Es tan linda como Jala.

-¿Adónde vas esta noche? ¿Tienes prisa?

¡Diablo! ¡Nota que miro al reloj!

-No. Es decir, no... hasta cierto punto. A las siete me ha citado un señor.

-¿Cuál?

-Un amigo.

Se calla. Sonríese Inés. Es prudente. Me cree. Ella ni su madre, no han leído mi libro. Les basta que el Padre Garcés y los periódicos hayan dicho que es un tanto subversivo. En esto coinciden los jesuítas y los periodistas radicales. -Sólo que como el buen padre me tolera, y aun me estima, á mi, al tratadista subversivo, Inés y la madre de Inés no han opuesto el menor inconveniente á mi noviazgo.

Quizá el buen padre Garcés, para haberse opuesto, comprendió que le llegaba un tanto tarde la ocasión. Se conforma con el alma de mi novia -y yo, hasta ahora cuando menos, no se la disputo... ¡Caramba, es tan delicado esto de jugar á la pelota con el alma blanca de una niña!

Porque Inés, á pesar de sus veinticuatro años, es un alma de candor... ¡y yo no sé si es esto una desdicha ó una suerte!

Me casaré con Inés... ¡Ya lo creo! Sin embargo, y por lo mismo que lo quiero, que lo ansía mi corazón, estimo una crueldad que la suerte nos haya conducido por caminos tan opuestamente diferentes: ó á mí debió conservarme puro y noble como á ella, ó de ella debió hacer una muchacha más mundana, más metida en alegrías y en sociedad, más dispuesta á ser, junto á la especie de truhán honrado que yo soy, una perfecta comprensiva de mi vida..., ó lo que es lo mismo, de la vida de su honorable padre y de todos los demás que vivimos en Madrid con unos miles de pesetas siempre disponibles.
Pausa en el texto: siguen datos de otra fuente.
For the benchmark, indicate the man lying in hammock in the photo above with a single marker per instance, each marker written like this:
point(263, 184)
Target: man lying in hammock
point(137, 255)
Sí, muy difícil. La quiero por noble y buena, por candorosa, por infinitamente candorosa, y hasta por creyente y por cristiana...; y á pesar de todo, aquí, en su hotel, yo quisiera que ella pudiera escapar hacia su alcoba, que yo pudiese ahora mismo también escabullirme entre los cersis del jardín, y que... en su lecho, harto más lujoso y dulce que el feriesco lecho de lujurias bestias de mi bestia «garçoniére», ella, Inés, en vez de Jala, fuese la que me hubiese de dar en esta noche el espléndido banquete de su vida.

¡Oh, sí, es más bonita que Jala! ¡Es mía, ó será toda mía, y de nadie más, al revés que Jala que va á ser mía después de ser de todo el mundo..., y no obstante, mi Inés tendrá que ser mía con fórmulas de bodas, con largas y ridículas fórmulas de boda, de pregón, de curas y consejos, de madrinas que la habrán de desnudar como á una santa... en vez de dejármela desnudar á besos y caricias locas de mis manos...!

¡Oh, Dios...! Jala..., las Jalas tendrán siempre su ventaja del arte de agradar sobre las purísimas y honestísimas esposas!

Pero... ¡las siete!

Me levanto. Me despido.

-¡Adiós, vidita! -dígole á mi novia.

Y el padre Garcés me lanza aún hacia la puerta:

-¡Qué sea usted bueno!

Este padre parte un pelo por el aire. Apostaría á que ha estudiado en mi inquietud que... no es «amigo» quien me espera.